Mass shootings are increasingly part of the background noise of life in a country coming apart at the seams. As far as I can tell, there’s little sense that this latest shooting is a watershed moment that could spur political change. Instead, it’s the kind of regular occurrence we are expected to live with, lest the right’s quest for unfettered gun access be interrupted.

The reason that America endures a level of gun violence unique among developed countries, and that we can often do little about it, is so many politicians have views on guns that aren’t far afield from McVeigh’s. As Representative Jamie Raskin, a Democrat from Maryland, has pointed out, it’s become common to hear Republicans echo McVeigh’s insurrectionary theory of the Second Amendment, which holds that Americans must be allowed to amass personal arsenals in case they need to overthrow the government. As the MAGA congresswomen Lauren Boebert once put it, the Second Amendment “has nothing to do with hunting, unless you’re talking about hunting tyrants.”

The Republican Party’s fetishization of guns and its fetishization of insurrection — one that’s reached a hysterical pitch since Donald Trump’s presidency — go hand in hand. Guns are at the center of a worldview in which the ability to launch an armed rebellion must always be held in reserve. And so in the wake of mass shootings, when the public is most likely to clamor for gun regulations, Republicans regularly shore up gun access instead. In April, following a school shooting in Nashville, Republicans expelled two young Black Democratic legislators who’d led a gun control protest at the Tennessee Capitol. A few days later, the State Senate passed a bill protecting the gun industry from lawsuits. . .

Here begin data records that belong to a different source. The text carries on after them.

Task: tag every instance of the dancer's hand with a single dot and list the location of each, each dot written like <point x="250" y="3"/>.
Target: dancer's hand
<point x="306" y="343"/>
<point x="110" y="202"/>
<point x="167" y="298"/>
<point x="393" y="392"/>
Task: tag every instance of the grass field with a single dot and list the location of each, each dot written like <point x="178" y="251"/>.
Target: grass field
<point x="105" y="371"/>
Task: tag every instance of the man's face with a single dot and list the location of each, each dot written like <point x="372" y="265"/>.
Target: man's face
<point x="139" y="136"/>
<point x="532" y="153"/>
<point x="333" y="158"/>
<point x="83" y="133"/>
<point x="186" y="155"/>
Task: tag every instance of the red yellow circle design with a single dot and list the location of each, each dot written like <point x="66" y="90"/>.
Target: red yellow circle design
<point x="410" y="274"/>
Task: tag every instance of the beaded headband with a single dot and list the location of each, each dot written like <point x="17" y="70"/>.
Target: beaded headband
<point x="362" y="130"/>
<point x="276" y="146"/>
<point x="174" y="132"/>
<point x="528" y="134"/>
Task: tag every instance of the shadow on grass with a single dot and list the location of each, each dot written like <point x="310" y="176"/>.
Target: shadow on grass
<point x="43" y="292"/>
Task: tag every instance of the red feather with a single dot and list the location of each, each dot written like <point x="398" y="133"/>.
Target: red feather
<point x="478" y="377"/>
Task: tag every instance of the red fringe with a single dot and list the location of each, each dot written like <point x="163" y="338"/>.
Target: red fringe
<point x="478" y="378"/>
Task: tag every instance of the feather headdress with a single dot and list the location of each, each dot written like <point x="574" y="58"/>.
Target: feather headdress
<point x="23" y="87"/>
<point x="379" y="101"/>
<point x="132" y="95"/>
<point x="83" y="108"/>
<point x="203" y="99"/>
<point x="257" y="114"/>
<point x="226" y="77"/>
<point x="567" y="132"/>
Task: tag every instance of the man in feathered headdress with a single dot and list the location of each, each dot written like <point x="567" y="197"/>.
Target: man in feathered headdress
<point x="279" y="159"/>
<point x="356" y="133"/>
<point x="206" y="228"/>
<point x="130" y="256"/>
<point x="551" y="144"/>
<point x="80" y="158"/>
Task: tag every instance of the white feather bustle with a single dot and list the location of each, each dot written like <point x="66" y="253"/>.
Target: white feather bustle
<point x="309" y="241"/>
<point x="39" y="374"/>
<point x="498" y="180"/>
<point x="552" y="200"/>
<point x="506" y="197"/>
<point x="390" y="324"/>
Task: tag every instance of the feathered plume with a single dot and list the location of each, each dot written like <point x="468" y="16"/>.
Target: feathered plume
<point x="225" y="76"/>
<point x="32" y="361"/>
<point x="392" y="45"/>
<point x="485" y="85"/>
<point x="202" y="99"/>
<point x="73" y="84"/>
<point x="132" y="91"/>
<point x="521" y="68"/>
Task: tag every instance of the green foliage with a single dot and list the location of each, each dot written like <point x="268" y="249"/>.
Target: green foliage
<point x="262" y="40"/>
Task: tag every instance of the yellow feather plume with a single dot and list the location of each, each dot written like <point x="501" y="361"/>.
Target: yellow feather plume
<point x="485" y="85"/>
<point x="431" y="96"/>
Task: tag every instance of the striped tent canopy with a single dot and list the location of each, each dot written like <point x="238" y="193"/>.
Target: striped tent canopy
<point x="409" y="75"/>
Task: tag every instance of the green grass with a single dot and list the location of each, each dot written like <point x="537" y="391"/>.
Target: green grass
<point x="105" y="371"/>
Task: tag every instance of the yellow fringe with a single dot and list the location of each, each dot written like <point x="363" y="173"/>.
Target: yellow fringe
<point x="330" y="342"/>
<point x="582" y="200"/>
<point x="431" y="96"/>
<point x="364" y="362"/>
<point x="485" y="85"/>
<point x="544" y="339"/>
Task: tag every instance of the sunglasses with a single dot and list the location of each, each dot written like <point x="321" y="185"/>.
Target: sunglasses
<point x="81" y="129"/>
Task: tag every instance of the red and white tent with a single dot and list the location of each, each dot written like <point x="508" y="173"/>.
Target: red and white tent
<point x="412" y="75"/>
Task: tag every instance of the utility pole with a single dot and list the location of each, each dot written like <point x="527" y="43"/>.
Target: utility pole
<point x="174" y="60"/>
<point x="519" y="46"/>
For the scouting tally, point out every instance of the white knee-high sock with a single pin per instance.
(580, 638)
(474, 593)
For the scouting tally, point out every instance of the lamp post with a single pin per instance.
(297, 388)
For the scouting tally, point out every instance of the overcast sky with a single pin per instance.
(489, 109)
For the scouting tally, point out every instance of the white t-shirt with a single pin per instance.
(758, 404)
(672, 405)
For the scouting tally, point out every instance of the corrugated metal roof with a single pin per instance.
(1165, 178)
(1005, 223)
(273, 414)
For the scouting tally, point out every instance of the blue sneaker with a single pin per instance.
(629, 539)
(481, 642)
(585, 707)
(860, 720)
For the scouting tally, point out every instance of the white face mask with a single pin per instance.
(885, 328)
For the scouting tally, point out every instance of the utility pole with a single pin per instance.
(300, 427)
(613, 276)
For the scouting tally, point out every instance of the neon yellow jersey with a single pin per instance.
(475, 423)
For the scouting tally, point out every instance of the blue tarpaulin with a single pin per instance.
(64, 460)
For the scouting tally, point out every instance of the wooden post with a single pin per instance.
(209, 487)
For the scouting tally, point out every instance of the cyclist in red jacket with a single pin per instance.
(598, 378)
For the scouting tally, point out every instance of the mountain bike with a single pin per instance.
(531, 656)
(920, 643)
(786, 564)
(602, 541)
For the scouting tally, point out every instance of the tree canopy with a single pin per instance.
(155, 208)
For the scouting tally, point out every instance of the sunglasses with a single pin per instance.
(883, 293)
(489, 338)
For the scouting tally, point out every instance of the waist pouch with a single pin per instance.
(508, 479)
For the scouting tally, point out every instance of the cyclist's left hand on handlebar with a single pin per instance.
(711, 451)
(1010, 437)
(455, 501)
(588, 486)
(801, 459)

It’s hard to think of a historical precedent for a society allowing itself to be terrorized in the way we have. The normalization of both right-wing terrorism and periodic mass shootings by deranged loners is possible only because McVeigh’s views have been mainstreamed. “In the nearly 30 years since the Oklahoma City bombing, the country took an extraordinary journey — from nearly universal horror at the action of a right-wing extremist to wide embrace of a former president (also possibly a future president) who reflected the bomber’s values,” wrote Toobin.

As it happens, in the hours after the Oklahoma City bombing, before the authorities knew who McVeigh was, he was pulled over during a routine traffic stop and then arrested for carrying a gun without a permit. In 2019, however, Oklahoma legalized permitless carry. Under the new law, McVeigh would have been let go.

We have to tolerate 50,000 gun deaths per year in the US, including increasingly common terroristic mass shootings, because the GOP is now dominated by delusional fetishists who actually believe that private gun ownership is some sort of real protection against government tyranny. This was Timothy McVeigh’s world view, and it’s now the Republican party’s as well.

I’m sympathetic to Goldberg’s statement that the country is “coming apart at the seams,” in that it does seem to be doing so in the sense of the total collapse of any sort of consensus politics or culture. But in another sense the more disturbing thing is that the country is not in fact going to come apart at all in any foreseeable future: Instead we are going to have a kind of low-level very informal civil war for many decades to come, as Red America and Blue America increasingly come to the conclusion that they don’t want to live with each other any more, but can find no way, either practically or emotionally, to break up.

We’re in an old-style Catholic marriage with the fascists, and that relationship is going to become as impossibly bitter as that kind of arrangement becomes, when neither party can stand the other any more, but there’s still no way out.